In order to maximize your opportunity to be a thoughtful, strategic and professional communicator I ask that you abide by the expectations outlined in the illustration below.  It requires you to be committed to your personal growth, act professionally, and show respect to your classmates and professor.
Pyramid of Professor Clampitt's Expectations

Some Common Misconceptions

“I’m already a great communicator; all I need is the degree.” 

Response:  Many people are blessed with natural communication abilities. However, experience does not necessarily equal competence. The faculty is committed to not only further developing your skills but also improving your understanding of the communication process. We are not here to “rubber stamp” anyone.  Our expectation is that CP majors/minors want to enhance their skills and understanding of the communication process.

I really hate math.” 

Response:  You will still need math skills to effectively study communication. For instance, conducting effective analyses of audiences will require you to collect and properly interpret survey data. Moreover, the rigor and analytical skills used by mathematicians are just as important to students of communication.  We expect you to develop rigorous analytical skills.

“I want someone to tell me exactly how to communicate.”

Response:  The CP program focuses on developing your thinking skills so you can effectively address any future communication problem or situation. We provide general (and sometimes vague) principles that should structure your thinking well into the future.  Our expectation is that you will become comfortable solving ambiguous problems.

“I love to talk.” 

Response:  Speaking is only part of the communication process. There is also, of course, listening. We stress the intellectual skills necessary to accomplish important tasks. Often, this means repressing a natural desire to speak.  We expect you to approach the act of communication from a strategic point of view.

“I want to sit in a classroom, take notes, and then take the exam.”

Response: Our classes are not structured in this manner.  Most of the classes involve some sort of group project and guided discussion. We do this to provide you with practical experiences and foster your intellectual involvement.  We expect you to fully participate in group projects and discussions.

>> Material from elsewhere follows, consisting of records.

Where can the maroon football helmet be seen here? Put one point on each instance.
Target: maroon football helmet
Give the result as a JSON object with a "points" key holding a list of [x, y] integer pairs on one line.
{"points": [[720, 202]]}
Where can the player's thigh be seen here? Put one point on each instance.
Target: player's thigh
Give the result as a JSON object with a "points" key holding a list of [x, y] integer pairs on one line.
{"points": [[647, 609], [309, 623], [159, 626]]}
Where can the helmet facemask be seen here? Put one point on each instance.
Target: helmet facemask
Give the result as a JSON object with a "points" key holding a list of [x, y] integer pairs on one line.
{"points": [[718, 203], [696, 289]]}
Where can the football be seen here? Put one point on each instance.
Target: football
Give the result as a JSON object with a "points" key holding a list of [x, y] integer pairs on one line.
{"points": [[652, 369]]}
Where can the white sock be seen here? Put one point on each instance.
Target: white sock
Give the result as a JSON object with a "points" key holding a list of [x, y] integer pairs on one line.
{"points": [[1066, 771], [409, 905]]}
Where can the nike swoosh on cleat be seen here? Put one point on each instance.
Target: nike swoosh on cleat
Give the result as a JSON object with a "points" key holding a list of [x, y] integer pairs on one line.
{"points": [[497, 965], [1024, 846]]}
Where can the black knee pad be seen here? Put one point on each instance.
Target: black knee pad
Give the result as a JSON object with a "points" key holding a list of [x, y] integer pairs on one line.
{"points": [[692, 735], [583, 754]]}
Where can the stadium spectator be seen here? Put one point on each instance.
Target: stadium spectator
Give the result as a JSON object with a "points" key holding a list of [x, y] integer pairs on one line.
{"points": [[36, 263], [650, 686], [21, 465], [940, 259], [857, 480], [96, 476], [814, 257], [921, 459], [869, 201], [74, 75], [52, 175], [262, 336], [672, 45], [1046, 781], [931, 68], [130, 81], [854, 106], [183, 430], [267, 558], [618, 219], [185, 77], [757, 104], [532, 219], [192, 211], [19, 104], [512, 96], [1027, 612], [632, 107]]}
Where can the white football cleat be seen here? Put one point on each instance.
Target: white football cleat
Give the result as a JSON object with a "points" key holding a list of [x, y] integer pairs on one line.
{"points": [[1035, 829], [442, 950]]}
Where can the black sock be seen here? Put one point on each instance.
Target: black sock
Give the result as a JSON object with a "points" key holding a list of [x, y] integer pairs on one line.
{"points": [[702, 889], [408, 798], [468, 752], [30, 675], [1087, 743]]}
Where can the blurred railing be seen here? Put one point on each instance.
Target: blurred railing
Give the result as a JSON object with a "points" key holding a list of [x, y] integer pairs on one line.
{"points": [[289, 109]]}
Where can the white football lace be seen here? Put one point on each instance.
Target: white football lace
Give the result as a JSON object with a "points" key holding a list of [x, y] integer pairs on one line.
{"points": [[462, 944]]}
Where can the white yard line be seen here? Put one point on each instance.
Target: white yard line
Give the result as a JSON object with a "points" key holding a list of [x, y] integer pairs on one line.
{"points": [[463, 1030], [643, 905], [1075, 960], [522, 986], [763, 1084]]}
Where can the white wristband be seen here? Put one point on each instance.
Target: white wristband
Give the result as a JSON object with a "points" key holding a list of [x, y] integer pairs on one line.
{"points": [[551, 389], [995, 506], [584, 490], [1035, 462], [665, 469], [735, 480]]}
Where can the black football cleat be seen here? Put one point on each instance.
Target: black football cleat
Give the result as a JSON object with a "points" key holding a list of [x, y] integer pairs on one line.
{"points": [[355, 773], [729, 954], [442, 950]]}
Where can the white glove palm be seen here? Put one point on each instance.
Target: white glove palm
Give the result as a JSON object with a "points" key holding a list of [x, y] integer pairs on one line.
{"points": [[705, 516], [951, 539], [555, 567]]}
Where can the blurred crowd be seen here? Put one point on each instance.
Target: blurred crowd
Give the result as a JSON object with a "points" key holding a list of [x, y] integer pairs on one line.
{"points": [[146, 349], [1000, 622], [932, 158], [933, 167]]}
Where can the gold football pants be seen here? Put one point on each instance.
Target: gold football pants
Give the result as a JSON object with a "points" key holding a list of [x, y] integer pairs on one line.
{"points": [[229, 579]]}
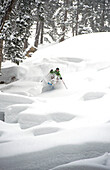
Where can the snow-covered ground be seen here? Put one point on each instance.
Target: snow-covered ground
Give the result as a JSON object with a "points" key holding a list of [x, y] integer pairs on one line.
{"points": [[61, 128]]}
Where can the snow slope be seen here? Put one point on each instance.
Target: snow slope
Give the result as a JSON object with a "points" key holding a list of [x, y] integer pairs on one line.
{"points": [[60, 128]]}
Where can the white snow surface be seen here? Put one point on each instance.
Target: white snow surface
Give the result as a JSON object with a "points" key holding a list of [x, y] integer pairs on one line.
{"points": [[61, 128]]}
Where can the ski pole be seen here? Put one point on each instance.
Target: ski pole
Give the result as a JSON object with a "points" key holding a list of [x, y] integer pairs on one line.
{"points": [[64, 84]]}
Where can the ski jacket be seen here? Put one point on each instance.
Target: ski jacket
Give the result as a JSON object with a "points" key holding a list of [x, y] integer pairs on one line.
{"points": [[56, 72]]}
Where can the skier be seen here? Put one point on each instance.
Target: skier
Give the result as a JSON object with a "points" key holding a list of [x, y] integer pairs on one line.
{"points": [[56, 72]]}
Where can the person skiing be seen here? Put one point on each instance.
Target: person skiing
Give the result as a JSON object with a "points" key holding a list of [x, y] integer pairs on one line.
{"points": [[55, 72]]}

“I want to make really cool videos.” 

Response:  Great! But that is only one small part of the educational process. We expect you to become adept at a variety of other important communication skills.

“I want a major that fits with my work schedule.” 

Response:  This is not always possible. Reconciling work, personal and school conflicts is an important life skill. We expect you to be in class and devote the time necessary to properly completing your scholarly obligations.

“I want an easy major”.

Response: Most students find the courses demanding both in terms of time and rigor. There are numerous group projects, assignments and casework that should be completed outside the class period. We expect you to work hard.

“I love people.”

Response:  Great! But love is not always enough. For instance, effectively dealing with people also involves providing them appropriate information using the right channels. We expect you to transform your love of people into specific marketable communication skills.

“I’m a sensitive person and I want to go into a field where that trait will be appreciated.”   Response: Sensitivity is an admirable personal trait. But it needs to be balanced with rigorous thinking and willingness to accept constructive feedback.  We expect you to be open to constructive feedback.

Some Tips on the Educational Process

Your education will emerge out of the words read, the problems investigated, and exercises experienced.  To get the most from this process, we strongly recommend you read the following books:

  • The 7 Habits of Highly Effective People by Stephen Covey
  • Working with Ewmotional Intelligence by Daniel Goleman
  • Teamwork by Carl Larson & Frank LaFasto

Covey’s classic book provides a useful overview of the work habits that can make you successful, while the Gardner book discusses the emotional control necessary to thrive in our program. Finally, the Teamwork book is a useful primer for effective group work.